# IBS at Work / Missing Work due to IBS



## over it (May 17, 2004)

I apologize if this topic has been covered; I'm new to this board. I have a few questions regarding IBS at work...1) How do people deal with IBS if it comes on at work? I have a computer/desk job. I either have to camp out in the bathroom, or run back and fourth from my desk to the loo (which is rather embarrassing). Stay at work or go home?2) What if it "hits" you in the morning? Stay at home or go to work and hope for the best?3) I'm sick again today and leaving early to go to another doctor, thusly missing more work. Naturally every workplace is different, but in general, do employers understand the unpredictability and nature of IBS?4) It's hard for me to keep in line with my company's corporate dress code. Wearing fitted clothing, skirts, pantyhose; even dress shoes (which change the natural placement/movement of my posture and muscles) are exceptionally uncomfortable. How do others deal with this issue?I've been newly diagnosed with IBS and haven't found a successful combination of medications to help control/ease my symptoms, which are highly prevalent and painful everyday. To date, the meds I've tried are either non-effective, or have made everything (constipation, diarrhea, vomiting, gas, bloating, etc.) worse. Until my IBS somewhat normalizes, I don't know how to address these problems.I'm also stressing about going on vacation (to the beach). I know stress makes IBS worse, but what's the point of going on vacation if I'm miserably bloated or stuck in the bathroom? I guess a bad time at the beach is better than a good day at work, right?!Thanks so much for any feedback and insight; I'm glad to have found this message board.Over It!


----------



## ebbie (May 4, 2004)

hey over it! i have been off work since the middle of april. today i was supposed to go back for a 1/2 day, but getting ready was too much and my d came back. i'm in agreement that my d is linked to anxiety somewhat. i'm hesitant to go back - wondering if they'll cart me back out the door with my belongings or if i'll just get the snoody looks and snide remarks. no - it's not well understood by coworkers, especially since the weather is getting better, what a great disease to "fake" and enjoy free time off - at least that's what i think everyone is saying in their minds about me... it's stressful. i'm trying to bite the bullet and make myself go back. i'm on short term disability and my doctor is in full support of me being off work, so that helps, but it's really frustrating. i hope others post to this thread too and i can get some info as well. someone posted one time about some kind of act, like american's with disabilities act, i think i remember that ibs is considered a disability... i don't remember though! anyone????


----------



## WD40 (Jun 7, 1999)

I don't think IBS is recognized as a disability in terms of the Americans with Disabilities Act. Some of the doctors out there still think it's in our heads and most of us ARE somewhat functional, so I am not holding my breath on that one. Besides, I'd rather work.I was very upfront with my employers about my condition. The reason they accept that there are days I can't come in (I seem to average a day or two a month) is because I have made myself highly productive when I am there. My supervisor even told me they'd rather have me at 75% than someone else at 100% because my 75% is still a lot better. Make yourself invaluable on the good days so that they will overlook the bad days and give you a pass. Plus, I have to walk past my boss when I head out to the bathroom, so she knows when I'm having a bad day. Normal people don't spend 15 minutes in the bathroom, you know? If they really want to know I suppose they can walk into the loo after me and make sure I stunk the place up for real.

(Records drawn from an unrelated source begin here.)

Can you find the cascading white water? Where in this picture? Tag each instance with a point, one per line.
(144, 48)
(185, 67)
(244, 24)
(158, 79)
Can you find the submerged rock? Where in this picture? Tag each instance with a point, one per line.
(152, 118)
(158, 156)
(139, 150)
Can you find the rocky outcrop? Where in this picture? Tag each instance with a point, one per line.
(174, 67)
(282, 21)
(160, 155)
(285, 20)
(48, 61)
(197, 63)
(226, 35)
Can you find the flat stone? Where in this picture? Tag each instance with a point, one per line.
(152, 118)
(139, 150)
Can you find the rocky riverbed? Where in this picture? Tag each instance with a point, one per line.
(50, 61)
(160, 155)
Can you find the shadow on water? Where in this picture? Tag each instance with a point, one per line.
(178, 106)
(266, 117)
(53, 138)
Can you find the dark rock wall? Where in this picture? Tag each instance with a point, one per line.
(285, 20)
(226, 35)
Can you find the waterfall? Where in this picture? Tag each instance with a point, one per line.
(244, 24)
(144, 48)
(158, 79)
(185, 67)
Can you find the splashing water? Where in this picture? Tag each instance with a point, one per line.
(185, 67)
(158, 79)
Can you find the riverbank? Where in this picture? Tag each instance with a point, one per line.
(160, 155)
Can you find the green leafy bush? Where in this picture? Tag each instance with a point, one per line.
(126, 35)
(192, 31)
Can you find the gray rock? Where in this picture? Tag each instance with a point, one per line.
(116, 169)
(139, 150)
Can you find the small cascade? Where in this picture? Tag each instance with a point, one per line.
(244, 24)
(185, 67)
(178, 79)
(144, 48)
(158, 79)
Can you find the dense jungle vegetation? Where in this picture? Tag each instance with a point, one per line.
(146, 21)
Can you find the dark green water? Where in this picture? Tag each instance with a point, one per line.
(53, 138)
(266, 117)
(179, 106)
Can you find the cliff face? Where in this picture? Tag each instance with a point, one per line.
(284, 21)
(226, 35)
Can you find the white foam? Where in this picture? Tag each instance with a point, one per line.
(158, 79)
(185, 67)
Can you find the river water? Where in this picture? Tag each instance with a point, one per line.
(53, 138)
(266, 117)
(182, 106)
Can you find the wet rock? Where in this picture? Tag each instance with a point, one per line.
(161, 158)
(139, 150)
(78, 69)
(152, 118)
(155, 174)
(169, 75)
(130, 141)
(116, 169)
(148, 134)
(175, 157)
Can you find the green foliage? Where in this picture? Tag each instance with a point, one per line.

I usually know if I have a bout in the morning whether or not it will continue all day or if it is just a morning thing. I stay home only when the nausea outweighs the cramping, or if the D seems a bit uncontrollable. For me the key is normally my level of nausea, particularly after I try to eat breakfast. If I am not sure, I go to work and "hope for the best" as you say, and if it gets to the point that it is affecting my overall performance I go home sick. I get no questions when this happens because they know I don't abuse it. Besides, I'm usually several shades of green or yellow when I do go home, so it is fairly obvious I am not faking it.As far as clothing goes, I always wear my slacks a size too big or leave them unbuttoned. Perhaps I don't look as crisp as everyone else, but no one else feels bloated and feels pain with the slightest bit of pressure on the abdomen. Face it, we are NOT like everyone else. Once I accepted that, it was a lot easier for me to just not care what anyone thought of either how I dress or how many times I run to the toilet. They all know what's up with me and frankly, once they found out, to a person they feel bad for me. I also will joke with them about it and that really goes a long way toward lessening the amount of embarrassment.As far as vacations and outings, that's a tough one. The first 2 or 3 years of my IBS I had it really bad, and I just didn't go anywhere except work, church, sometimes the store, and home. That's it. After I learned to control the symptoms somewhat I ventured out for small vacations once in a while, and now I have no problem planning anything. I just have to let whoever I am with know that if I start to feel bad, I will ride it out to see if it will go away, and if it doesn't, I'm heading home. Maybe I just have good friends, co-workers, and bosses, but I have found that honesty and humor go a long way.


----------



## mirandafox (Apr 25, 2004)

I have been gradually changing my wardrobe to clothing that is more ibs-friendly...I've been getting pants with a little elastic in the sides (these are dress slacks).Blouses that don't need to be tucked in - they are cut straight across the bottom, some have a little slit at the sides.If you have to wear skirts, ditch the pantyhose and try thigh-highs (Hanes makes good ones), or try to get longer skirts and wear knee highs.Get shoes with a low heel - buy insoles, not the ones to keep them from being smelly, there are ones that have support features. There are somes brands (SAS) that are designed for more support.I've been buying a lot of my clothes at Chico's - they are comfortable, but also appropriate for work.Last year I was having really bad problems from the ibs, and had to have a colonoscopy, so that opened the discussion with my supervisor and a few coworkers. So if I call in and say I'm running late because of "stomach problems" they know what's going on.If you have D in the morning, see how you do with a small dose of Immodium (or similar medication). I've found that 1/2 tablet will stop it enough to get me to work ok, without getting C later. (I'm normally C, but have occasional D flare-ups).Being comfortable and avoiding stress are very important at work, I hope you will find ways to make it work for you.


----------



## over it (May 17, 2004)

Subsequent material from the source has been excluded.